Personal information
- Full name: Dunlop Crawford John Manners
- Born: 24 August 1916 Kuala Lumpur, Federated Malay States
- Died: 14 August 1994 (aged 77) Durban, KwaZulu-Natal, South Africa
- Batting: Right-handed
- Bowling: Right-arm fast

Career statistics
| Competition | First-class |
| Matches | 1 |
| Runs scored | 33 |
| Batting average | – |
| 100s/50s | –/– |
| Top score | 33* |
| Balls bowled | 160 |
| Wickets | 1 |
| Bowling average | 83.00 |
| 5 wickets in innings | – |
| 10 wickets in match | – |
| Best bowling | 1/83 |
| Catches/stumpings | 1/– |
- Source: Cricinfo, 23 May 2019

= Dunlop Manners =

English cricketer and British Army officer

Dunlop Crawford John Manners (24 August 1916 - 14 August 1994) was an English first-class cricketer and British Army officer. Manners served with the Buffs (Royal East Kent Regiment) from 1936-1961, during which he served in the Second World War and played first-class cricket for the British Army cricket team.

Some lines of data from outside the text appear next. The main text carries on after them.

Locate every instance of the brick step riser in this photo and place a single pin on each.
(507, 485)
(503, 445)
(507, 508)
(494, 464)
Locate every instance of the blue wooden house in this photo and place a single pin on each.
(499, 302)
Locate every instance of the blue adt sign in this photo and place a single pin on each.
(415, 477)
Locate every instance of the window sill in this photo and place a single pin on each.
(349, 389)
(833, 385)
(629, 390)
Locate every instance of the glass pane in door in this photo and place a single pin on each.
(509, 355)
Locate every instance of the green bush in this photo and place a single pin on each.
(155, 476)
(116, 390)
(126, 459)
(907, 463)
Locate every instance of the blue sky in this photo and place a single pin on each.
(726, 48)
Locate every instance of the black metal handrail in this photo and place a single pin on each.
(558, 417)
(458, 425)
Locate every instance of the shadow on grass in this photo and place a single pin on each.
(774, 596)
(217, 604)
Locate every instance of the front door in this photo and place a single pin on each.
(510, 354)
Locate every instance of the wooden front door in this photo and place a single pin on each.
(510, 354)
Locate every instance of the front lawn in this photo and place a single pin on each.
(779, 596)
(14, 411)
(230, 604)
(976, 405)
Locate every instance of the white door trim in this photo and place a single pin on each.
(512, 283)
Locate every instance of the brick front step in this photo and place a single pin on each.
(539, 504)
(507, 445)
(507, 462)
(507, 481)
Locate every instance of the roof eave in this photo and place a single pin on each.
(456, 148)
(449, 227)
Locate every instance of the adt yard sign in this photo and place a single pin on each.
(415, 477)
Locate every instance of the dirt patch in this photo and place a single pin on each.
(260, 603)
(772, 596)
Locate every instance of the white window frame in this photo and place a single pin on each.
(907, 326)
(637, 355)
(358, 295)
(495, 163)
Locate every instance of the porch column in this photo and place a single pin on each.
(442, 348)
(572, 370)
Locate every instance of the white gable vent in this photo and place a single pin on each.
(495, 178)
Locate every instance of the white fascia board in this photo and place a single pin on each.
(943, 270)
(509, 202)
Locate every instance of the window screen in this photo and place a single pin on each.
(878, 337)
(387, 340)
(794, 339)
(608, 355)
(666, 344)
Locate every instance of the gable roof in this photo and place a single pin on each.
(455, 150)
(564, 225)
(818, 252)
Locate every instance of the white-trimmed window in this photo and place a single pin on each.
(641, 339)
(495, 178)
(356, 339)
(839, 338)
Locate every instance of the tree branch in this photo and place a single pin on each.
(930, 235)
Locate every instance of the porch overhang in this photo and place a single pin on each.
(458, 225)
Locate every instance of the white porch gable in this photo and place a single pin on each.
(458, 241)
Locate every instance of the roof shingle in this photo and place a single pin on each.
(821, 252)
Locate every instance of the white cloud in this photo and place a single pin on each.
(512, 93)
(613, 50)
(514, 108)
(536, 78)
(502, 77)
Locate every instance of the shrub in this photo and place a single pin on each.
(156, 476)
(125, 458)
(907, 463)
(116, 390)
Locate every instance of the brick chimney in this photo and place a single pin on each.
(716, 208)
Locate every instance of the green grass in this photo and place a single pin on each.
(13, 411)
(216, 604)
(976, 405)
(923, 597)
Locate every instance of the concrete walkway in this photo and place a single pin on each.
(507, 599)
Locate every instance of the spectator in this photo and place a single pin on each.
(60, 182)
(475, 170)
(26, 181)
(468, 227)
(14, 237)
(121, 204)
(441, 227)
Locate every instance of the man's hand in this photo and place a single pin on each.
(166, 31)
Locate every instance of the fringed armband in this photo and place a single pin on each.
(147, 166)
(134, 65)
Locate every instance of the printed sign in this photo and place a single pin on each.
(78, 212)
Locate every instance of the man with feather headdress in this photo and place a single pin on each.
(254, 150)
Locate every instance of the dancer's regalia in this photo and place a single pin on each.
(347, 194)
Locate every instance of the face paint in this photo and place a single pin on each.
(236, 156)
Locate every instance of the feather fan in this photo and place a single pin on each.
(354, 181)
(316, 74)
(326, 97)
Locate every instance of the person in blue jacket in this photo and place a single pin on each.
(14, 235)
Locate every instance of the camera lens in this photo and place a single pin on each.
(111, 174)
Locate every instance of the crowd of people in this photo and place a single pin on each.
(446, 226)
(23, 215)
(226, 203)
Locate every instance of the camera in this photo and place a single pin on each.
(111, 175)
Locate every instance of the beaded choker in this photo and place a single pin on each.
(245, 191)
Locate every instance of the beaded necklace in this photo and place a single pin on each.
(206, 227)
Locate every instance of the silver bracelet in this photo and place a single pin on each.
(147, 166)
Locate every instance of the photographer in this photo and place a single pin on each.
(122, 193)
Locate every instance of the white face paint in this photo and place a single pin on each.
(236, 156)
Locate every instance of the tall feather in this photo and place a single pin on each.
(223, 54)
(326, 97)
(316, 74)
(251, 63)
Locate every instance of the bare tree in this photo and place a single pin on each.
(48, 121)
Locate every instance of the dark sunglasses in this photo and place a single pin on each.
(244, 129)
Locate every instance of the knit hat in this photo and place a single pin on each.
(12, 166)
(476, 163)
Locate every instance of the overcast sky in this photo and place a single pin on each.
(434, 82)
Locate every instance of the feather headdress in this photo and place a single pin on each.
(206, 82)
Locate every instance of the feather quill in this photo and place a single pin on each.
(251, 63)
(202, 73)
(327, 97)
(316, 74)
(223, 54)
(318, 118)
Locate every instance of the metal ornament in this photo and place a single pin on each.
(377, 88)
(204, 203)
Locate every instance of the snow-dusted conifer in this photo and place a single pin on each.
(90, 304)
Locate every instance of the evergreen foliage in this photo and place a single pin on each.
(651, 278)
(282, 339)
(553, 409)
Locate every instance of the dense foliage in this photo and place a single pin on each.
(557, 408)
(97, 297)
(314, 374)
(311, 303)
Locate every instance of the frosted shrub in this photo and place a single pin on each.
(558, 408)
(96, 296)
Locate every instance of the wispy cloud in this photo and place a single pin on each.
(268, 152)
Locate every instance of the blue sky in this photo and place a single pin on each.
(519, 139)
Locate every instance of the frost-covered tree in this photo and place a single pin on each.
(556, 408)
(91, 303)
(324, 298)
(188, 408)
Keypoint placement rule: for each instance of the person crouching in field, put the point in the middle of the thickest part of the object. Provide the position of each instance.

==Life and military career==
Manners was born at Kuala Lumpur in the Federated Malay States, before coming to England where was educated at Lancing College. After completing his education, he chose a career in the British Army and enlisted with the Buffs (Royal East Kent Regiment) as a second lieutenant in December 1936. He made a single appearance in first-class cricket for the British Army cricket team against Cambridge University at Fenner's in 1939. Batting once in the match, Manners scored 33 not out in the Army first-innings, while with the ball he took a single wicket, that of Patrick Dickinson in the Cambridge University first-innings.

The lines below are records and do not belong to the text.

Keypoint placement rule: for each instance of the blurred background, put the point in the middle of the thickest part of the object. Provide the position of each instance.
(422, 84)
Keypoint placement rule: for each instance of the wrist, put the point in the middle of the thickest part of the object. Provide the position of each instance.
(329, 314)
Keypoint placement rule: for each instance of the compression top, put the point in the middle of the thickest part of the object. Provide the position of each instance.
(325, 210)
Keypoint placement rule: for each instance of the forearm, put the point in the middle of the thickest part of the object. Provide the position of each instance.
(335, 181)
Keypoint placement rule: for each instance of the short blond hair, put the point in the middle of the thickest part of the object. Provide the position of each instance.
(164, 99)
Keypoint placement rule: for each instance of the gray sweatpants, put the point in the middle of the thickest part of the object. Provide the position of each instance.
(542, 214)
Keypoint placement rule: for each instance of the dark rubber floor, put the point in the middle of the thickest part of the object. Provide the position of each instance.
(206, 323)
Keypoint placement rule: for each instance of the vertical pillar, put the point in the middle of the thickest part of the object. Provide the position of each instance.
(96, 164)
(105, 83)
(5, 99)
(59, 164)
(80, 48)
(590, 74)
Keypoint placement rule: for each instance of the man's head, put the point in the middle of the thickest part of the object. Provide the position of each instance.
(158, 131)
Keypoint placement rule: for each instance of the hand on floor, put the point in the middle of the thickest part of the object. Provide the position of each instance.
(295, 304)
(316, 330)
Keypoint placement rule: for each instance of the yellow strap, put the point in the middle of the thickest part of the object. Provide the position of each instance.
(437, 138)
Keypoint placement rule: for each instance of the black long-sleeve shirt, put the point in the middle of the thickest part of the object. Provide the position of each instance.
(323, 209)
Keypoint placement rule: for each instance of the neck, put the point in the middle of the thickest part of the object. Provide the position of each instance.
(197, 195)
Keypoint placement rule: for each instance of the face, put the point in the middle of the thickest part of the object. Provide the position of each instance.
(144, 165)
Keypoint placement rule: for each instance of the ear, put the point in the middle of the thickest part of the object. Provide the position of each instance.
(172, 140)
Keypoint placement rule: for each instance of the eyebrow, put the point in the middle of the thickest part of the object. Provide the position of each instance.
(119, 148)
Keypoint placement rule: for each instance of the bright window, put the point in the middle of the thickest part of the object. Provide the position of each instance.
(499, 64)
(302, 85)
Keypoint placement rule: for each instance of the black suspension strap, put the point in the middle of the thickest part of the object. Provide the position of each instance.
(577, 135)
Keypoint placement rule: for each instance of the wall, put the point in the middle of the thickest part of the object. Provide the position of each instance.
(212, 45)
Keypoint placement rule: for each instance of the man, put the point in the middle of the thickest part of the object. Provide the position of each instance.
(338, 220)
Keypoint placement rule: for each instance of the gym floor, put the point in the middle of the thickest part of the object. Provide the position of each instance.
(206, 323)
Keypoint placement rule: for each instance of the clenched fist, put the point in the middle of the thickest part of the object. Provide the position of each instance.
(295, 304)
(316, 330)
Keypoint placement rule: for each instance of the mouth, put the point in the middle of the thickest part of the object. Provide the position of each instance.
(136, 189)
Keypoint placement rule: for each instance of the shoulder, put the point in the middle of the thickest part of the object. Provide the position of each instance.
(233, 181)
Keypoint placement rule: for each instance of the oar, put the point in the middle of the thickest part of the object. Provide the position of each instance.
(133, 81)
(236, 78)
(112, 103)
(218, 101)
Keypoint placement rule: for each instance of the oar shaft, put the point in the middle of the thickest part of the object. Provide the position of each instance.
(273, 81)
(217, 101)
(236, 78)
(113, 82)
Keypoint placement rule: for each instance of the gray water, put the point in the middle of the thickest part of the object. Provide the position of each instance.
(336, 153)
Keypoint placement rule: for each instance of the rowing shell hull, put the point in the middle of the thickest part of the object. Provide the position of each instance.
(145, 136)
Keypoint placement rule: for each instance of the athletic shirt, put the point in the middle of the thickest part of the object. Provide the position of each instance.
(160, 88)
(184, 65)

He served with the Buffs in the Second World War, during which he was promoted to the rank of lieutenant in January 1941. Following the war, he was promoted to the rank of captain in July 1946, with promotion to the rank of major coming in January 1952. He was made a brevet lieutenant colonel in November 1956, and achieved the full rank in December 1959. Manners retired from active service in August 1961. He later emigrated to South Africa, where he died at Durban in August 1994.